Thursday, August 29, 2013 | 6:00 a.m. CDT; updated 4:54 p.m. CDT, Thursday, August 29, 2013

The University of MissouriHealth System has decided to make a budget or staff cut in the Ellis Fischel Cancer Center. The cut is in the Advance Practice Nurses that give direct care to cancer patients and their treatment.

Four important positions that give consults and guidance to patients and their caregivers were cut one month ago with a two-week notice.

Patients received a letter in the mail telling them the service would no longer be provided. Patients were left to wonder what to do and who to call if they have a reaction to their treatment or simply have a question about what to expect from the procedure.

The question I would like to ask is what is to be accomplished? Does the cut make care more efficient? How is that, when now we have to contact the doctor for a prescription change or any change in the follow-up care? The doctor may be in surgery or not on call. Then do we go straight to the emergency room? Incur a hospital stay? Have an unscheduled appointment and wait?

The Nurse Practitioners saved time and money it would seem to me. They are able to prescribe or stop medications when reactions occur. They are available by immediate contact on the phone or by text.

Sometimes the simple reassurance you are doing the right thing is all that is needed to calm the anxiety of a patient and caregiver.

Have you ever been diagnosed with cancer? Just the word brings anxiety to a family.  Health care today is about prevention. Preventing unnecessary visits, hospital stays, emergency room appointments and preventing exposure to other infections by simply visiting a waiting room. Cancer patients undergoing treatment are vulnerable to infection. They experience anxiety every day.
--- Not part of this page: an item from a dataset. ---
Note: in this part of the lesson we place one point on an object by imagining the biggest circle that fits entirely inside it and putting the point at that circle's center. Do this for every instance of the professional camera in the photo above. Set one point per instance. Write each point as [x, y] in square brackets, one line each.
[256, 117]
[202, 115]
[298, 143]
It seems that this was an action taken without thinking about preventative care. The health care industry today is about outcomes rather than fees for service. Cancer care requires a team approach. A team that can incorporate all aspects of human care. We were asked where we wanted to receive our chemo here in Columbia. We told MD Anderson we wanted Ellis Fischel simply because of the team approach they had. This included Advance Practice Nurses. We would rethink that decision now given the current circumstances.

Dale and Karen Metcalf are Columbia residents. Dale Metcalf is a cancer survivor; Karen Metcalf is a caregiver.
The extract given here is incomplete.